NFL finance group supports Broncos sale to Walmart heir Rob Walton

By ARNIE STAPLETON AP Pro Football Writer

Walmart Chairman Rob Walton speaks at the company shareholders meeting in Fayetteville, Ark., June 5, 2015. (AP Photo/Danny Johnston, File)

ENGLEWOOD, Colo. (AP) — NFL owners will decide on Aug. 9 whether to approve the proposed $4.65 billion sale of the Denver Broncos to the Waltons, heirs to the Walmart fortune and America’s richest family.

The league’s finance committee met Wednesday and unanimously recommended the transaction for approval.

The committee will send a report to all clubs at a special league meeting on Aug. 9. Twenty-four of the 32 teams are needed to approve the sale of the storied franchise from the Pat Bowlen Trust to Rob Walton; his daughter, Carrie Walton Penner; and her husband, Greg Penner.

Commissioner Roger Goodell has made minority ownership a point of emphasis in the league. The Walton-Penner group met those wishes by including former U.S. Secretary of State Condoleezza Rice and Starbucks board chair Mellody Hobson — both Black women.
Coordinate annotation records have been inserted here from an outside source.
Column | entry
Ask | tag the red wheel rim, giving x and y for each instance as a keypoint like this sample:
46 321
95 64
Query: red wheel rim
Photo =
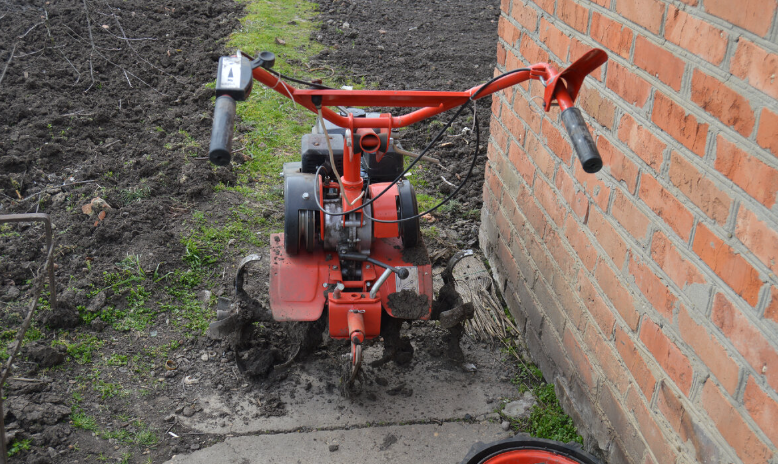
530 456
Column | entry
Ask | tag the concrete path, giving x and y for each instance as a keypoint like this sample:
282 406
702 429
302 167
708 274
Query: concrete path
428 412
422 443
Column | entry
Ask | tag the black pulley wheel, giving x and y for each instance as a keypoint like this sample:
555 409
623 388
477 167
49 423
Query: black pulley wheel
408 207
524 449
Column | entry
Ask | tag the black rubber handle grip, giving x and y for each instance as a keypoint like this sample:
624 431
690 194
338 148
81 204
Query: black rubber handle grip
582 140
221 133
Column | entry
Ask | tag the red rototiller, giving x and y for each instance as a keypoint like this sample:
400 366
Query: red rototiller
351 251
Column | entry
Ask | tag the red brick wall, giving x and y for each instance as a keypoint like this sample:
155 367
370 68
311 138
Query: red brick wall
647 292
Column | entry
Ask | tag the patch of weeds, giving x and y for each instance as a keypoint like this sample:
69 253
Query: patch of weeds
17 446
187 310
549 421
117 360
82 421
134 194
137 433
82 349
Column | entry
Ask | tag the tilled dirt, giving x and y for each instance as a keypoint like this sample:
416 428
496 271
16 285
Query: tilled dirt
107 99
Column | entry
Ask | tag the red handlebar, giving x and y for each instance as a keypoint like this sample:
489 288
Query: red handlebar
433 102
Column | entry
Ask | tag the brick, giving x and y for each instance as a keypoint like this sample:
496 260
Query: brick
556 143
547 5
580 243
608 237
730 266
604 354
771 311
579 49
579 359
653 288
594 186
762 408
674 120
534 215
543 160
659 62
549 201
627 85
753 15
756 66
666 206
521 162
641 141
525 15
767 136
695 35
647 13
572 195
618 295
621 168
635 362
746 338
611 34
513 125
573 14
667 354
600 312
709 350
680 271
728 106
507 31
629 216
499 137
755 177
732 427
760 238
618 418
649 428
530 117
596 105
699 188
531 51
689 427
554 39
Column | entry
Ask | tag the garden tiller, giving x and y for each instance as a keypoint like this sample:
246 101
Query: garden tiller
351 250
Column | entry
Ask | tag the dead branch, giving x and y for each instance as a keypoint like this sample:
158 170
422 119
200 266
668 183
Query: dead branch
7 63
92 42
39 281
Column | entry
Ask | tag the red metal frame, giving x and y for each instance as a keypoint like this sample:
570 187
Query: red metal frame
297 282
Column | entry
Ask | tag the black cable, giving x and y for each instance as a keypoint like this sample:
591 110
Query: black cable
413 163
298 81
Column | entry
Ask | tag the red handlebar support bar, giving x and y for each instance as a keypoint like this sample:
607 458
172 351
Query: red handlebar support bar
562 87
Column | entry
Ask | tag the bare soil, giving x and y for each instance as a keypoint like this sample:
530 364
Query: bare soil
107 99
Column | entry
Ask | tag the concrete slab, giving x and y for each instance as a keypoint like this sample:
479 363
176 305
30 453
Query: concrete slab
445 443
425 391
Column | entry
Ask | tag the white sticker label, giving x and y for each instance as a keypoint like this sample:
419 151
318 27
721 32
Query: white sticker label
230 75
411 282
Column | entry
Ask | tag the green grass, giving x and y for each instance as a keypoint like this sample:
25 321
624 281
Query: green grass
547 419
17 446
277 123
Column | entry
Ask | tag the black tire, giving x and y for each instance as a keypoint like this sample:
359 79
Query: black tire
408 207
566 452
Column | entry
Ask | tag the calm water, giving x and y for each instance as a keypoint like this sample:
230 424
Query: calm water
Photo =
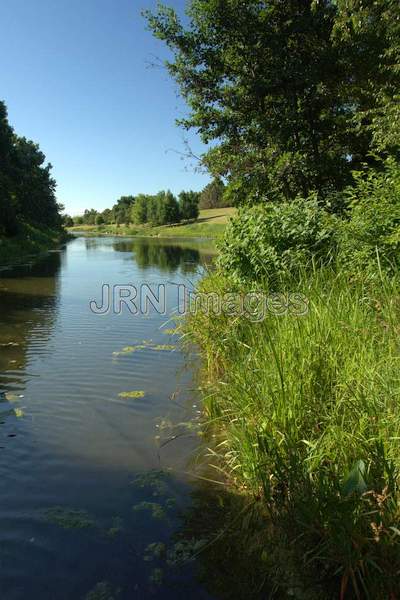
87 481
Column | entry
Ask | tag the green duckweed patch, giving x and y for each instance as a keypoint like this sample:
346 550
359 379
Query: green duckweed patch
145 345
132 394
103 591
69 518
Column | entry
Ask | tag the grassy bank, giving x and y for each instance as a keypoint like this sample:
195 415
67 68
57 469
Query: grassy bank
304 410
210 224
31 240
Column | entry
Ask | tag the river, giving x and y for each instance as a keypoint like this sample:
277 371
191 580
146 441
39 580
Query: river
96 434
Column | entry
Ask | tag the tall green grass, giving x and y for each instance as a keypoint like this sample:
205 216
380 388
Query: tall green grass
31 240
306 417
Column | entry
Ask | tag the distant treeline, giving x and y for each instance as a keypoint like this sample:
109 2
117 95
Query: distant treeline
27 189
161 209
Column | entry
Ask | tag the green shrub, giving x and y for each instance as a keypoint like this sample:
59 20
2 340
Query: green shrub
266 242
374 226
305 416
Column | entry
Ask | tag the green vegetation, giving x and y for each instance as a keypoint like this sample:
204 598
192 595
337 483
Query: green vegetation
30 218
209 224
300 379
30 240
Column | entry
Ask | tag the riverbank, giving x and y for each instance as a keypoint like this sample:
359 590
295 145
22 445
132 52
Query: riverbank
31 240
210 225
302 411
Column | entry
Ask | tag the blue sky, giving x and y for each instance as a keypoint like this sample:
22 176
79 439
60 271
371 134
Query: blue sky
76 79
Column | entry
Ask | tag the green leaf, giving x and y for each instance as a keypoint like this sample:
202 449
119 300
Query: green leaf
355 481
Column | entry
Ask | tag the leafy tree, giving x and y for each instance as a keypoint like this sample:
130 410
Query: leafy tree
167 208
189 205
212 195
67 221
89 216
277 88
139 210
108 216
27 189
123 208
370 32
The deal is the most expensive for a sports franchise in the world, surpassing the $3.1 billion sale earlier this year of Chelsea, one of European soccer’s blue ribbon teams, to an American-led consortium fronted by Los Angeles Dodgers part-owner Todd Boehly.

Walton, 77, was chairman of Walmart from 1992-2015. He is the eldest son of founder Sam Walton and Helen Walton and has an estimated net worth of nearly $60 billion. He would become by far the richest owner in the NFL if the sale is approved as expected.

The Pat Bowlen Trust has run the franchise for several years and put the club up for sale last year after Hall of Famer Pat Bowlen’s children couldn’t concur on a successor to their father.

Bowlen, who bought the team in 1984, died in 2019, a month shy of his induction into the Pro Football Hall of Fame.